St. Tönis: Ein Auftritt gegen die Verblödung

Forum: Dieter Hildebrandt, Meister des politischen Kabaretts, brilliert in St.Tönis.

St. Tönis. Die Menschen knien zwar nicht nieder, aber immerhin gibt es stehende Ovationen für Dieter Hildebrandt. Am Freitag präsentiert er sich im Forum Corneliusfeld wieder als Gottvater des politischen Kabaretts in Deutschland. Denn er liest nicht nur aus seinem Buch "Nie wieder 80", in dem er zeitlose Weisheiten zum Thema Altern und Wandel der Zeiten in seiner speziellen Art und Weise aufbereitet. Er beglückt sein Publikum erst mit einer Stunde tagesaktuellem politischem Kabarett.
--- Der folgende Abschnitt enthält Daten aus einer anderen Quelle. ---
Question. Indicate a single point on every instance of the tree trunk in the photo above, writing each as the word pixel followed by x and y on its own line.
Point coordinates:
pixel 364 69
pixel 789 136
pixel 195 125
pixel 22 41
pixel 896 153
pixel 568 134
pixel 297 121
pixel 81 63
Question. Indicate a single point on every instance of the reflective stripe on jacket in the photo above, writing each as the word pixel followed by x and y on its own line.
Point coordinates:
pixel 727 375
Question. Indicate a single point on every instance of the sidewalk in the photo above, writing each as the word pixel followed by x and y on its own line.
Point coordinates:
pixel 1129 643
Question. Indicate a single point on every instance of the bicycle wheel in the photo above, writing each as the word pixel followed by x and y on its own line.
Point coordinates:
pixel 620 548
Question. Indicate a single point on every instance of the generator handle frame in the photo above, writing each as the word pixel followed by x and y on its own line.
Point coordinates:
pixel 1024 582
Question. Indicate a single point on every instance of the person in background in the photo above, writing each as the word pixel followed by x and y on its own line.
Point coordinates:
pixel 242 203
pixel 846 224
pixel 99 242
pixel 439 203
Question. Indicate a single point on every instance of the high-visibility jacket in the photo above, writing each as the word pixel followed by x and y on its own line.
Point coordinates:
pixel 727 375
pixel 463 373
Und das ist so geistreich, so fein, so geschliffen, so drastisch, so unterhaltsam und erheiternd, dass man vor Ehrfurcht in die Knie sinken möchte. Es erscheint einem eher wie ein Wunder, dass er noch nicht müde ist, alles mit seinem scharfen, unbestechlichen Blick zu betrachten. Das, was er sieht, ist auch nicht netter als das zu Anfang seiner mehr als 50 Jahre währenden Bühnenkarriere.
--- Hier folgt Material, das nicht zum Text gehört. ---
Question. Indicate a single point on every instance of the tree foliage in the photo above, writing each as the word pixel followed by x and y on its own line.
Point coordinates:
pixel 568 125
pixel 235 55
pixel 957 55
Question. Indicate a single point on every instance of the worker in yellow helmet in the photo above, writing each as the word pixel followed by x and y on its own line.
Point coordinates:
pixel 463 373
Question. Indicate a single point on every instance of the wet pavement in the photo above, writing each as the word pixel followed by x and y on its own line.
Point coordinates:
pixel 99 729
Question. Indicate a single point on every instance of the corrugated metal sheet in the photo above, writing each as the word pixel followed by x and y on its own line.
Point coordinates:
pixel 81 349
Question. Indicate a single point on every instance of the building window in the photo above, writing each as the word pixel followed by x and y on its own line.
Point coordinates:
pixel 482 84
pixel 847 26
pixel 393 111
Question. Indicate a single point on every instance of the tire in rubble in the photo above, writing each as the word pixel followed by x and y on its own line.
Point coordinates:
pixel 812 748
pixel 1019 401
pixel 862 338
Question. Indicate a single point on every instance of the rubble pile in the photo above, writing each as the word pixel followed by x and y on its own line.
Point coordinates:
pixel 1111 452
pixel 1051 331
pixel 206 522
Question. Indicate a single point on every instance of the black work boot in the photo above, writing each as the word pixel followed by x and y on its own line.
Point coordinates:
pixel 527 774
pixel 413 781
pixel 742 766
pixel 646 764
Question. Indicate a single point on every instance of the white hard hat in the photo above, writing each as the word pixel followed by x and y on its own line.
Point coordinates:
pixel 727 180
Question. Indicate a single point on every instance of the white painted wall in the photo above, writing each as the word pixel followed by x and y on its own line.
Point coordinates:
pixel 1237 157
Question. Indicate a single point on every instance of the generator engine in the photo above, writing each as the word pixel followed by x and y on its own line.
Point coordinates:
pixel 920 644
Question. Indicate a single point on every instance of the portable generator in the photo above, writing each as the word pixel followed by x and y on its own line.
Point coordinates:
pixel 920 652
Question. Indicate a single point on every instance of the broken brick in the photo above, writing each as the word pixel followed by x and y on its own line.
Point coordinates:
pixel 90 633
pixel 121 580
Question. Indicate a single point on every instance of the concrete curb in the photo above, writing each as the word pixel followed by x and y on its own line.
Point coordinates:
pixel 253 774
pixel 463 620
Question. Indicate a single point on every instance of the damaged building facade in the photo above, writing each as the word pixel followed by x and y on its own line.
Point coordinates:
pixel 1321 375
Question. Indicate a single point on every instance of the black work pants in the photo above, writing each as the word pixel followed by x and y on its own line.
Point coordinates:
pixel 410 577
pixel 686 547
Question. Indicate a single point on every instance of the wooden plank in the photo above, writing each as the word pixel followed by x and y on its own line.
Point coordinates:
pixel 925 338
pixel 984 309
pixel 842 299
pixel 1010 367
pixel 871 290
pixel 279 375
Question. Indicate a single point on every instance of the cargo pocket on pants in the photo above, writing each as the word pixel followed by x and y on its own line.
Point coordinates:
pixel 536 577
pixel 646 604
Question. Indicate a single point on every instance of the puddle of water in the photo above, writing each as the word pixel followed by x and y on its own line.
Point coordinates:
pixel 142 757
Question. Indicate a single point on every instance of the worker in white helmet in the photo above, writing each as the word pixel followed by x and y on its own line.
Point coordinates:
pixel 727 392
Und dass er sich noch die Mühe macht und die täglichen Desaster um Banken, Parteien und die Pius-Bruderschaft geistreich und amüsant aufbereitet. Wie ein roter Faden ziehen sich Begrifflichkeiten wie "weg vom Fenster" und "Quereinsteiger" durch den Abend. Er erzählt von den Politikern, die Quereinsteiger fordern, um dem Lehrermangel zu begegnen. Später taucht es wieder auf, diesmal bei Altenpflegern. Zwischendurch spekuliert Hildebrandt, was passieren würde, wenn man Banker zu Lehrern machen würde. Schließlich, als er an den Prozess gegen die Kassiererin erinnert, die zwei liegen gebliebene Pfandbons zu ihrem Gunsten einlöst, äußert er den Verdacht, dass sie auch unter den Richtern Quereinsteiger hätten.

Hildebrandt scheint beglückt. Dass das Forum Corneliusfeld voll besetzt ist und das klassische politische Kabarett, für das er wie kein anderer steht, noch lange nicht tot ist. Dass er Lacher erntet, wenn er davon erzählt, dass Jesus von Pontius Pilatus gefragt wird, ob er der Sohn Gottes sei und antwortet: "Nageln sie mich jetzt nicht fest". Denn er fürchtet: "Bald weiß niemand mehr, wer Pontius Pilatus war."

Und das wäre wirklich der Tod seiner Art von Kabarett, für das Hildebrandt ein gut informiertes Publikum braucht. Bis der "V-Effekt" - V für Verblödung - so weit gediehen ist, wird er wohl weiter machen.